French Divide 2019 compte-rendu.
Bray-Dunes, dimanche matin, je me hisse hors du hamac où je ne dors plus vraiment depuis une bonne heure, réveillé par le froid, frissonnant dans mon duvet trop estival. Mais l'excitation du moment balaie mes frissons. Autour de moi, plusieurs campeurs s'activent à la lueur des frontales. Nous avons rendez-vous avec un évènement assez particulier, la FRENCH DIVIDE.
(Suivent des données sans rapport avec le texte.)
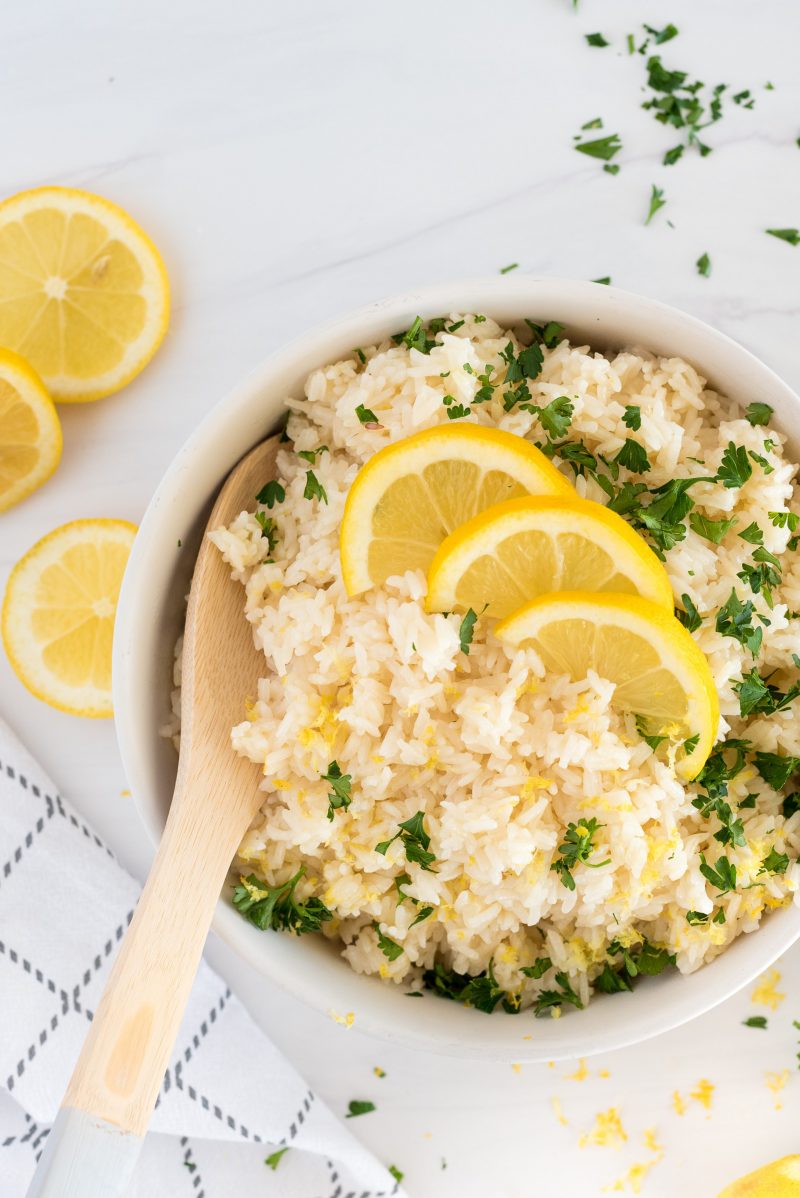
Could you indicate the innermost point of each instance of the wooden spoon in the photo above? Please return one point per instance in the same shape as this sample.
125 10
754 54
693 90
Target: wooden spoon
95 1142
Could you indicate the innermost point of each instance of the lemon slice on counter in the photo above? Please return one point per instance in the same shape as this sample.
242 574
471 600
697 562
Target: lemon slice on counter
406 500
658 670
58 613
526 548
83 291
30 430
780 1179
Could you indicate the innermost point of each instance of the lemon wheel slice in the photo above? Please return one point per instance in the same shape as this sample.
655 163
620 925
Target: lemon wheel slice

Peut-être que certains d'entre vous ont déjà entendu parler de ce défi, qui consiste à traverser la France à vélo et en totale autonomie, de Bray Dunes, depuis la dernière plage au nord, jouxtant la frontière Belge, jusqu'à Mendionde, charmant petit village basque. Au menu, 2264 km et 37 000 m de D+ à réaliser en moins de 15 jours. La trace privilégie les pistes et sentiers, avec 30 % de bitume, mais il s'agit bien d'une épreuve de type VTT.
Nous entrons là dans le mode de l'ultra, des épreuves difficiles et redoutées. En effet, sur le millésime 2018, seuls 30 % des inscrits franchirent la ligne d'arrivée à Mendionde.
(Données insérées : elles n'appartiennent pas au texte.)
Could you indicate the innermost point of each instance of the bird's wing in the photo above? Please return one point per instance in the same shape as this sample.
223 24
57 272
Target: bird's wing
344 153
Les courses d'ultra distance nécessitent une bonne préparation sous peine de déconvenue. Celle-ci, particulièrement, demande d'effectuer de longues sorties à VTT, de longues heures de selle, et surtout de longues heures de réflexion, de recherche, de dialogue et de préparation matérielle. En effet, outre la préparation physique, commune à toutes les épreuves d'ultra, ce type de très longue durée demande une préparation matérielle réfléchie et il est possible de glaner des informations sur les nombreux récits de vétérans, ainsi que sur les pages Fb dédiées. Il est ensuite agréable de retrouver sur la trace, des riders avec lesquels nous avons échangé sur les réseaux, avec lesquels nous avons déjà numériquement sympathisé et que nous avons déjà l'impression de connaître.
La première décision à prendre est le type de vélo avec lequel nous décidons de tenter la traversée. J'ai opté pour le montage d'un vélo de type « monster cross », sur la base d'un Salsa Cutthroat custom, préparé par withspirit. Mais nous parlerons vélo et bagages un peu plus tard.
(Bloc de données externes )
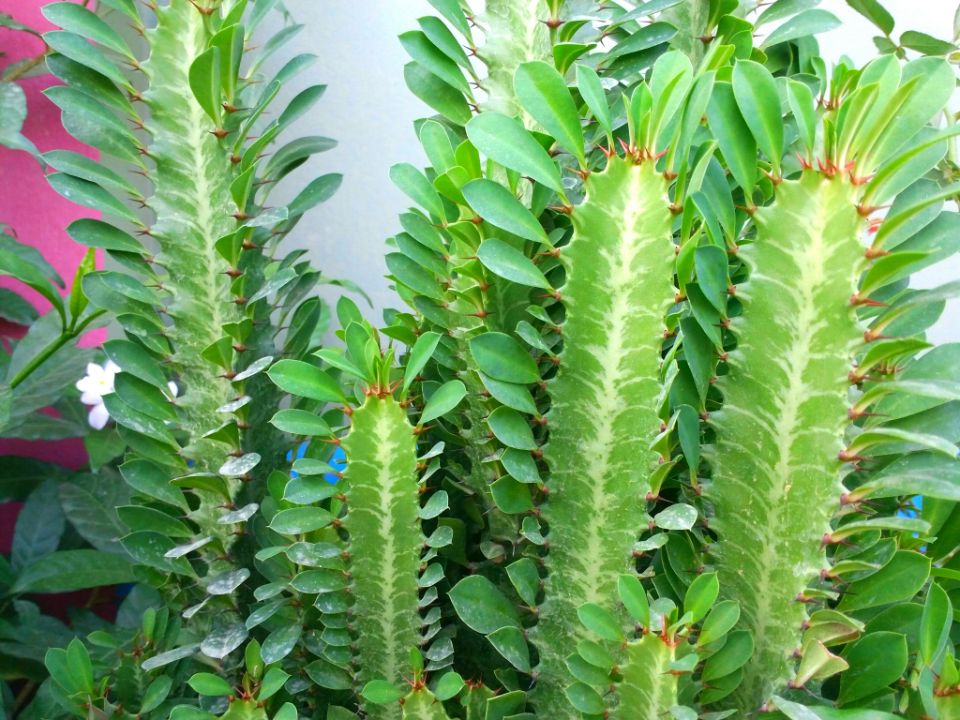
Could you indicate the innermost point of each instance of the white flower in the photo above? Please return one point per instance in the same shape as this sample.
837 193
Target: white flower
94 385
Nous voilà sur la ligne de départ, des novices aux vétérans, je pense que nous sommes tous un peu stressés, de partir sur une distance aussi longue, difficile, où l'organisateur, Samuel Becuwe, a la réputation de ne pas être avare de « surprises ». A titre personnel, j'espère beaucoup de cette épreuve, pour apprendre encore beaucoup sur une pratique particulière du vélo, pour faire des rencontres fortes et enrichissantes, et surtout, pour découvrir sur le balcon de mon guidon, notre beau pays que nous ne connaissons sans doute pas assez.
Enfin, le départ, dans Bray-Dunes, relativement calme un dimanche matin. Une première horde de coureurs est partie la veille. L'organisateur scinde les départs en 2 groupes pour faciliter le travail des bénévoles sur les CP. Le groupe de 23 « dimanchers » part sur un bon rythme, les premiers 80 km comptent peu de dénivelés.
La première journée se passe bien, je parcours 277 km pour 1740 m de D+ sur une région que je découvre, avec des longues pistes en bord de canaux, quelques incursions en Belgique ainsi que les pavées du Nord et la célèbre Tranchée d'Arremberg. Il faut vraiment profiter du profil roulant des premiers jours pour se préserver un petit capital kilomètres en vue de journées plus difficiles.
Déjà, il faut prendre les bonnes habitudes, s'assurer d'avoir de l'eau et faire les arrêts épiceries et boulangeries pour s'assurer une alimentation suffisante, au regard du nombre de calories brûlées.
Puis la première difficulté, les Ardennes, sont franchies, avec de superbes sentiers en forêt, puis s'annoncent le Morvan, le Massif Central, qui sont d'autant de bosses à négocier. On les approche craintivement, ont les franchi, pour finalement s'apercevoir que le pire est à venir.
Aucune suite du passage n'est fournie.